Over the past 10-15 years, I've worked with a lot of trainers, I've trained a few people, I've been in a lot of gyms, but more importantly I've worked in a lot of offices and I've lived in a lot of places across the US. And your view of how athletic most people are is very, very off.
If you take the average guy off the street, even a fairly athletic guy, they're not going to be able to bench bodyweight without several months of training. When I first started benching, I was about 35 years old and I weighed 175# and I could barely bench 135# after several months in the gym. It took me several months to work my bench up to 175#... and by that time, my weight was up to 200#.
There was recently a challenge on a certain football site and one of the regular posters on this blog, who's a 43 year old guy, lost a bet and had to do 25 pushups. He couldn't do it. That's most guys out there.
However, I think with training, and it might take several years, I think most guys can squat/deadlift 2x bodyweight and bench 1.25x bodyweight. But saying that a regular guy is going to be able to squat 500# and do 50 pullups is ridiculous.

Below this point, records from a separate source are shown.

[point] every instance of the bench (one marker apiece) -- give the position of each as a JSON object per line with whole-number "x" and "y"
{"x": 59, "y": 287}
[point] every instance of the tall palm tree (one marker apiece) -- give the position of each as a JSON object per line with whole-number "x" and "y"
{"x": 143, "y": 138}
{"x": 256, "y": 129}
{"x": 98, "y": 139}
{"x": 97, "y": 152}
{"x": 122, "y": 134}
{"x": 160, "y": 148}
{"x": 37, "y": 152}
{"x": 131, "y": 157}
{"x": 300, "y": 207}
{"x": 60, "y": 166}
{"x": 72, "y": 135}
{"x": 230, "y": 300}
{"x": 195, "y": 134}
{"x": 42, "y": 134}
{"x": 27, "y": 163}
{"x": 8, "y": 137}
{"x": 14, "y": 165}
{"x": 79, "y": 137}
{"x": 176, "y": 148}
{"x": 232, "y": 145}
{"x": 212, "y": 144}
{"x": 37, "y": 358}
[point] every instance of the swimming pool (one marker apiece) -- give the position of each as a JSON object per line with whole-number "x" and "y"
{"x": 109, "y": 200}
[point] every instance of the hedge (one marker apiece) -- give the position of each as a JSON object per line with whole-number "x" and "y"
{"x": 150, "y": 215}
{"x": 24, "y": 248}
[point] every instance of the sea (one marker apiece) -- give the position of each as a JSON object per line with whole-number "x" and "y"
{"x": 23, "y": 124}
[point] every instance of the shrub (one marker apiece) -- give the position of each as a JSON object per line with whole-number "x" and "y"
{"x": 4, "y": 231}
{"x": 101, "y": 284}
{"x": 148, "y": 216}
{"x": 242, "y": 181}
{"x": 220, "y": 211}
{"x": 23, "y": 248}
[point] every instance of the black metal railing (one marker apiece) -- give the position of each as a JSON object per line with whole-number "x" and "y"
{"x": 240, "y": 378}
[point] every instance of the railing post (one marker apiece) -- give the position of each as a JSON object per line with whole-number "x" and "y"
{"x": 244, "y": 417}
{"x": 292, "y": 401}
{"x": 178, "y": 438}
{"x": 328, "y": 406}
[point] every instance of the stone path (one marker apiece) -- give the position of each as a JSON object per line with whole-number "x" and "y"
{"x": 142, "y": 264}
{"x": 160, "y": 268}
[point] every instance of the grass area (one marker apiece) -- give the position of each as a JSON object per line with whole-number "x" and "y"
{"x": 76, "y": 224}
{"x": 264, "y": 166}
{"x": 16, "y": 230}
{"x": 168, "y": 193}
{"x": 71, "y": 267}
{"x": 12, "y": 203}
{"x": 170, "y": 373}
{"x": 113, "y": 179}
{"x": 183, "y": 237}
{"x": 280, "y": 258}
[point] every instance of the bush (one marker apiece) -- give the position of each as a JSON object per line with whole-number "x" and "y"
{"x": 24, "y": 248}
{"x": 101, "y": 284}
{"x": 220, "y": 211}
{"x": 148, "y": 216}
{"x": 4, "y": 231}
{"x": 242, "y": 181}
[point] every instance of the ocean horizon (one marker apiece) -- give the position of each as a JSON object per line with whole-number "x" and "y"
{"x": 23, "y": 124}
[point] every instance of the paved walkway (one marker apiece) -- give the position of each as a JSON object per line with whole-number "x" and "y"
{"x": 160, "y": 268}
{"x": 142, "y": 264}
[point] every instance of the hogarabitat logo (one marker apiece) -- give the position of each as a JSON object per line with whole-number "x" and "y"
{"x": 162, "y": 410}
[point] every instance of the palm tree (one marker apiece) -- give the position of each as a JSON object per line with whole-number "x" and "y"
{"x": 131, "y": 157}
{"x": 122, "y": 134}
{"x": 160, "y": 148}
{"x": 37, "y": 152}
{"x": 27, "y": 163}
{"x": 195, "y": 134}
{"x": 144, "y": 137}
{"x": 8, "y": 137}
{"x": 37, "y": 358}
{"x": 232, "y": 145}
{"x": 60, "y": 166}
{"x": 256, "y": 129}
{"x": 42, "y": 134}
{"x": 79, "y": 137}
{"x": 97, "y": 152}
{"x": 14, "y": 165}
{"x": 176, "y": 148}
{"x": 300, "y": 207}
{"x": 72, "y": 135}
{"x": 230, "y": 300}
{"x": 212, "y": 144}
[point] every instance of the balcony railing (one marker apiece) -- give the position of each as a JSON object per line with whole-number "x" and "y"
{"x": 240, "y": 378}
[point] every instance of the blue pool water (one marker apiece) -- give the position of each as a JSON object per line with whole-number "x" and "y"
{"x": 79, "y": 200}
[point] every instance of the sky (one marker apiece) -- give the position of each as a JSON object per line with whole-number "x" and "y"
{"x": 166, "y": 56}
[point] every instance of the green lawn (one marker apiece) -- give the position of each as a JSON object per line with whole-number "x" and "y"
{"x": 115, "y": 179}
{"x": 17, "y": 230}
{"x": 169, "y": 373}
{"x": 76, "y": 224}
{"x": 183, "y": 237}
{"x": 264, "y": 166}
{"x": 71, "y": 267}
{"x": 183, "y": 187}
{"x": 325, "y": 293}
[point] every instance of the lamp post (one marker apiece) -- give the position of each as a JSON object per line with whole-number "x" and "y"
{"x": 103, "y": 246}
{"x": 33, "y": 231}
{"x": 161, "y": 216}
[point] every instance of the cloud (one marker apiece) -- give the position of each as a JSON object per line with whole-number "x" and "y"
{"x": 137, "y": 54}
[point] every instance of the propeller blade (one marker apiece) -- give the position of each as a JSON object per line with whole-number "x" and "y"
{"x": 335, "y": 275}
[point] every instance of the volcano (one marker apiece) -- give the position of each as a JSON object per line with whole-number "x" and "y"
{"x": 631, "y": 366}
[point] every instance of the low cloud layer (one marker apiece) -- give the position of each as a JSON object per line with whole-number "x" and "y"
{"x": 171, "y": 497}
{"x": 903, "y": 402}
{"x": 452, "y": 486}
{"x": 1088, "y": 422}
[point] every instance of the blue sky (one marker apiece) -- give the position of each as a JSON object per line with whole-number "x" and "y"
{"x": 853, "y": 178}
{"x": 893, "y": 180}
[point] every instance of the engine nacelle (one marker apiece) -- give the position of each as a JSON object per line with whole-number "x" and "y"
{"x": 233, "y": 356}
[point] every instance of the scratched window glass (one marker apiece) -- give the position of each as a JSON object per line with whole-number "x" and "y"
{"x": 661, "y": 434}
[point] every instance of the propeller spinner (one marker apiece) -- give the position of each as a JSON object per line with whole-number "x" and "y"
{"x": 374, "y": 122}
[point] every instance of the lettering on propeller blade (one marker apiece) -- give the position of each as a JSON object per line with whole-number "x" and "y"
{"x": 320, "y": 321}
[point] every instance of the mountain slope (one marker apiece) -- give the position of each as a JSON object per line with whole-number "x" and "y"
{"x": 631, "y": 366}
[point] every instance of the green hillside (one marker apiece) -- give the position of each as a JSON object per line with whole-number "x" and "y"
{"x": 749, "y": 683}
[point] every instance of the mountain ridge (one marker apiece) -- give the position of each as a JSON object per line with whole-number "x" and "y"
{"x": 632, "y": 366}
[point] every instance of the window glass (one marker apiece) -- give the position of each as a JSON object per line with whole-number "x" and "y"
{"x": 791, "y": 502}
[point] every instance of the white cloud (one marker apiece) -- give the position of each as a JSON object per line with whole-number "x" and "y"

Maybe I'm misunderstanding your post, but I think you misunderstood the original query: "What do YOU think are some standards that EVERY healthy male *****could***** achieve, naturally and honestly, will good ole' hard work and some time. I'm not saying easily achieve, but achievable." (I added the *'s)

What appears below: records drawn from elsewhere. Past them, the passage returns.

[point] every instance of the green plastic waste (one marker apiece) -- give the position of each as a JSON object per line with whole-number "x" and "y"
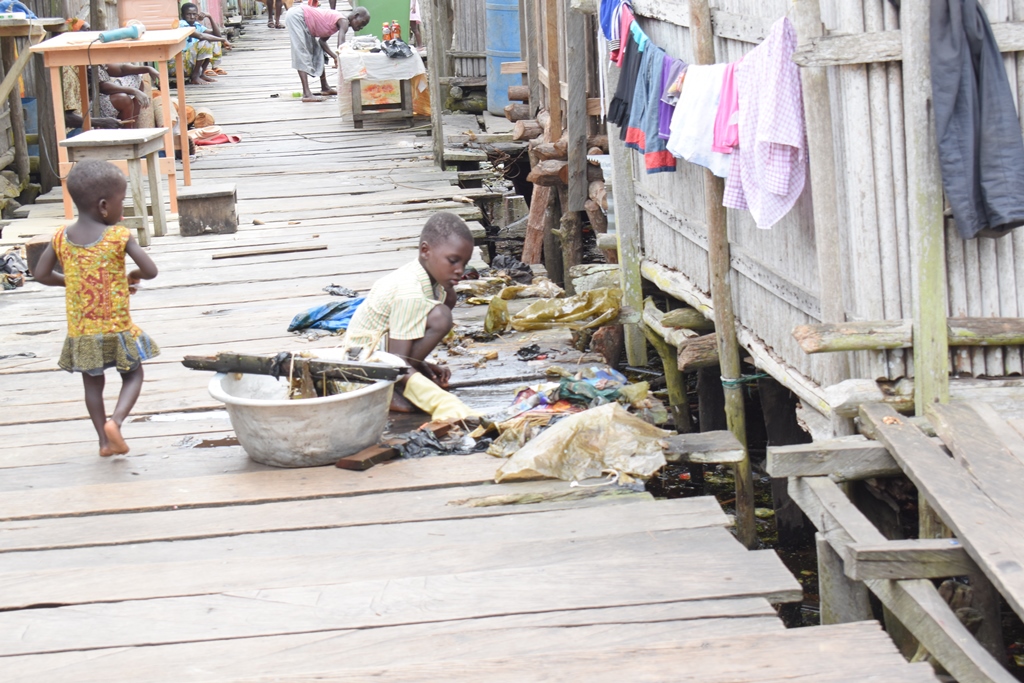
{"x": 590, "y": 309}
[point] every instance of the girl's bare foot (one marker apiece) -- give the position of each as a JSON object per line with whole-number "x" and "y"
{"x": 117, "y": 443}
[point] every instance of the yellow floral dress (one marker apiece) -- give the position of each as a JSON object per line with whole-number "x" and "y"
{"x": 100, "y": 333}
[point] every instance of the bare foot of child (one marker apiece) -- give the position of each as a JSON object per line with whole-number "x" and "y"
{"x": 401, "y": 404}
{"x": 117, "y": 442}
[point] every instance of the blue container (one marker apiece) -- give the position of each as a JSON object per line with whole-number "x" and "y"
{"x": 31, "y": 122}
{"x": 503, "y": 45}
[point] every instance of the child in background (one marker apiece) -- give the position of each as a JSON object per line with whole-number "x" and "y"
{"x": 100, "y": 333}
{"x": 413, "y": 306}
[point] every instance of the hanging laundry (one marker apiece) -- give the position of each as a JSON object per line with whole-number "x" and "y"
{"x": 641, "y": 134}
{"x": 692, "y": 128}
{"x": 619, "y": 109}
{"x": 727, "y": 120}
{"x": 769, "y": 167}
{"x": 980, "y": 148}
{"x": 670, "y": 72}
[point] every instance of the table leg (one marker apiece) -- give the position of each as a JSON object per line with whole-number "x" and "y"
{"x": 165, "y": 100}
{"x": 56, "y": 94}
{"x": 156, "y": 197}
{"x": 138, "y": 198}
{"x": 406, "y": 85}
{"x": 16, "y": 114}
{"x": 83, "y": 85}
{"x": 356, "y": 103}
{"x": 179, "y": 65}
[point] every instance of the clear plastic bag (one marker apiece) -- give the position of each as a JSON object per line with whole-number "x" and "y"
{"x": 590, "y": 309}
{"x": 589, "y": 443}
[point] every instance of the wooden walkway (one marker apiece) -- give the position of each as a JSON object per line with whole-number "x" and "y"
{"x": 185, "y": 561}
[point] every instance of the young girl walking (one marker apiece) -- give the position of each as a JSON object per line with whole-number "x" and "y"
{"x": 100, "y": 334}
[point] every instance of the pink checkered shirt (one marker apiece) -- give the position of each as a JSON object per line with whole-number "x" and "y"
{"x": 769, "y": 168}
{"x": 322, "y": 23}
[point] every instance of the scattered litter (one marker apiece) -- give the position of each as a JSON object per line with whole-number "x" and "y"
{"x": 590, "y": 309}
{"x": 589, "y": 444}
{"x": 497, "y": 319}
{"x": 338, "y": 290}
{"x": 333, "y": 316}
{"x": 530, "y": 352}
{"x": 513, "y": 268}
{"x": 542, "y": 288}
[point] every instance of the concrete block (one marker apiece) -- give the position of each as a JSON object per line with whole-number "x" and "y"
{"x": 207, "y": 210}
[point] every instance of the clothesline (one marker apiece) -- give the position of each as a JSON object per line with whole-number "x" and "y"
{"x": 743, "y": 120}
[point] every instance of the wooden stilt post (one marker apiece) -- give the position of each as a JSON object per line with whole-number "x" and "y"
{"x": 435, "y": 11}
{"x": 622, "y": 207}
{"x": 821, "y": 155}
{"x": 721, "y": 292}
{"x": 931, "y": 351}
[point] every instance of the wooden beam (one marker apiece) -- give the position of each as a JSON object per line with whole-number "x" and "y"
{"x": 931, "y": 352}
{"x": 886, "y": 46}
{"x": 914, "y": 558}
{"x": 914, "y": 602}
{"x": 576, "y": 111}
{"x": 872, "y": 335}
{"x": 844, "y": 459}
{"x": 721, "y": 292}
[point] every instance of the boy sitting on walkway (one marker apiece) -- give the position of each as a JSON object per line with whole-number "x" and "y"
{"x": 413, "y": 306}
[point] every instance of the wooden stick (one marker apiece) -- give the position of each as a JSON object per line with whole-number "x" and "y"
{"x": 721, "y": 290}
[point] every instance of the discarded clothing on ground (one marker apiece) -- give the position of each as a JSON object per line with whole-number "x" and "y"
{"x": 589, "y": 444}
{"x": 590, "y": 309}
{"x": 338, "y": 290}
{"x": 333, "y": 316}
{"x": 512, "y": 267}
{"x": 422, "y": 443}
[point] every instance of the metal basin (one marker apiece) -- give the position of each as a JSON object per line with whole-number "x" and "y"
{"x": 305, "y": 432}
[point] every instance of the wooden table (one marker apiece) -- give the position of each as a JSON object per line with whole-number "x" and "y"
{"x": 10, "y": 31}
{"x": 83, "y": 49}
{"x": 131, "y": 145}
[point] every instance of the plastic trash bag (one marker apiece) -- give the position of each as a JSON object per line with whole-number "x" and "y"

I think 500/400/550, 50+ pullups and a 5:30 mile are certainly achievable by an average young male with many years left to train. (basically what Dirty_Bulk posted). I'm not sure if the 500/400/550 could be achieved at the same time as the 50+ pullups & 5:30 mile, but at least if separated into 2 groups, they are very achievable in an average young male's lifetime.
A six minute mile is nothing special. A fat kid could do it if you gave him six months to train, and he was motivated. Doing it while simultaneously keeping bench, chins, squats, and deads up there might be another issue.
I think you hit the nail on the head when you said that the average person could not acheive those kind of numbers across the board at the same time.
Most people, after a year or two of training would find that they are well suited to a few lifts, or types of training, and could go on to acheive very good numbers in those few lifts.
But if they were a squatter, and they wanted to get that 5:30 mile, they'd have to drastically cut back on their squatting, and lose a lot of weight. Then their squat and bench would go to shit, and somewhere along the way one of their knees would get fucked up.